The Human Rights Debate

Chinese President Hu Jintao’s recent visit to the U.S. has led to the concentration of a lot of media attention towards human rights violations in China, amongst other issues such as U.S-China trade relations and China’s border disputes with neighboring countries, and its alliance with “rogue states” such as North Korea. Along with President Obama, a bipartisan group in Congress has called on Jintao to introduce human rights reforms in China, especially addressing issues such as the denial of religious freedom and the use of coercive abortion, a phenomenon that has come to play an important role in the context of China’s one child policy. (An interesting watch is this video on forced abortion by Women’s Rights Without Frontiers).

At the Press Conference in Washington, Obama said:

“So, today, we’ve agreed to move ahead with our formal dialogue on human rights.  We’ve agreed to new exchanges to advance the rule of law.  And even as we, the United States, recognize that Tibet is part of the People’s Republic of China, the United States continues to support further dialogue between the government of China and the representatives of the Dalai Lama to resolve concerns and differences, including the preservation of the religious and cultural identity of the Tibetan people.”

In response to which Jintao said,

“China recognizes and also respects the universality of human rights.  And at the same time, we do believe that we also need to take into account the different and national circumstances when it comes to the universal value of human rights.”

Hu Jintao’s statement raises a very important debate that is at the center of the conversation about human rights and its validity and utility. There have been many disagreements about the “sources” of international law and the pillars of human rights. There are the Universalists who claim that human rights are all encompassing and applicable to every single culture in the world regardless of whether one is from Sub-Saharan Africa or Central Europe. At the other end of the spectrum, we have the cultural relativists who claim that it’s neither fair nor accurate to assume that the same laws apply to everybody simply because of the amount of diversity that exists in this world. A commonly used argument used by those opposing universal human rights is the idea of Western neo-imperialism, the idea that just because the West says something is right doesn’t make everything else wrong.
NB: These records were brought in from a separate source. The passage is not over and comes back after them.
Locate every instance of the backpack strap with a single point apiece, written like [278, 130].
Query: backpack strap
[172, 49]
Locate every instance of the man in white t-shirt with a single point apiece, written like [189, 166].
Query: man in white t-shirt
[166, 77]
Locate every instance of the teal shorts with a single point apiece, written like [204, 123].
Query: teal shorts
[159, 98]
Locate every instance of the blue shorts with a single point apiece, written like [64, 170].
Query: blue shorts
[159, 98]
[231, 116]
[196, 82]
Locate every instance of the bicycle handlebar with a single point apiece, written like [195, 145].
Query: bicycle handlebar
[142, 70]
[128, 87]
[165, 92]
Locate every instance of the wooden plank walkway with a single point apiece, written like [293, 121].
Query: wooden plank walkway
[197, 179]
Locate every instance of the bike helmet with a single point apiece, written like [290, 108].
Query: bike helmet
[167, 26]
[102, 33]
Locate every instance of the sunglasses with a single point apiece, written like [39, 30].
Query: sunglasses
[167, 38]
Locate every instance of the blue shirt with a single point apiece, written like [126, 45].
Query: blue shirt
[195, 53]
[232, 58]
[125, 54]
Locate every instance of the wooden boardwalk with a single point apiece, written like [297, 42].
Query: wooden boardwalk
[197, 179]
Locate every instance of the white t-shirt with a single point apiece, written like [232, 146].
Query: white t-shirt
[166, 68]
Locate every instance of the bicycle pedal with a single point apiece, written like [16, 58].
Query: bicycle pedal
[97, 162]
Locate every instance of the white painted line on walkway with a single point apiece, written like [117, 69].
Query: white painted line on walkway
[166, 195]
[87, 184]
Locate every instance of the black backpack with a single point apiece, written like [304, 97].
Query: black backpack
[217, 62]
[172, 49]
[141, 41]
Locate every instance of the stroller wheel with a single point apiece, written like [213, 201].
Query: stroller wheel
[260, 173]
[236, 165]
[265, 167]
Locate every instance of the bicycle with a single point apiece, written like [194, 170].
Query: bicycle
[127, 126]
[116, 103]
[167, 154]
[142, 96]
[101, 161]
The important question to be asked is, “How can universal human rights exist in a culturally diverse world?”

Writing a United Nations Background Note on this very topic, Diana Ayton-Shenker talks of how the purpose of universal human rights is not to impose one standard on everyone so that the whole world can become one cultural homogenous and banal place. On the contrary, what it does is very minimal and basic, i.e. imposing “one legal standard of minimum protection necessary for human dignity.” There is also relative flexibility in adhering to and complying to these laws. As we have seen in many cases around the world, whether its media rights in China or prisoners’ rights at Guantanamo Bay, enforcement is not universal. It is up to the good judgment of states, other institutions and people to ensure that human rights are respected. Most of the time, things don’t happen this way.

Another important point to be made is that respect for human rights is not always universal. Some people and countries get a lot more attention in the media for their human rights abuses than other countries do. For instance, we are all constantly bombarded about how Chinese journalists are tortured and how Iranian bloggers are arrested. But the attention given to other human rights abuses in the world has been limited. In the U.S. for example, the dictatorship of Ben-Ali in Tunisia, an American ally received so little attention in the past. There is also the case of the war in the DR Congo, which is genocidal in nature, but the attention it is given in mainstream media is not proportionate to the gravity of the crisis. Perhaps, like in the case of Rwanda, the international community will choose to wait for the last possible minute before attempting any action. Not looking far, it is undeniable that some serious human rights violations are taking place in this very country. Take what’s happening in Guantanamo Bay, or the lack of transparency in Afghanistan and Iraq, and policies such as “Don’t Ask Don’t Tell” which had to go through an intense series of debates and bureaucratic wrangling to be repealed.

It is possible to argue that at least in the U.S, there is room for dialogue and dissent, which will enable the amelioration of human rights. Moreover, while the efforts of Obama and Congress to promote human rights in China are extremely admirable, it is important to be fair and equal in recognizing where the fault lies. Yes, the fault lies with officials in such countries as Cuba, China and North Korea. But doesn’t it also lie with administrations in DR Congo, Israel and Saudi Arabia? Shouldn’t the playing field for accusations be level?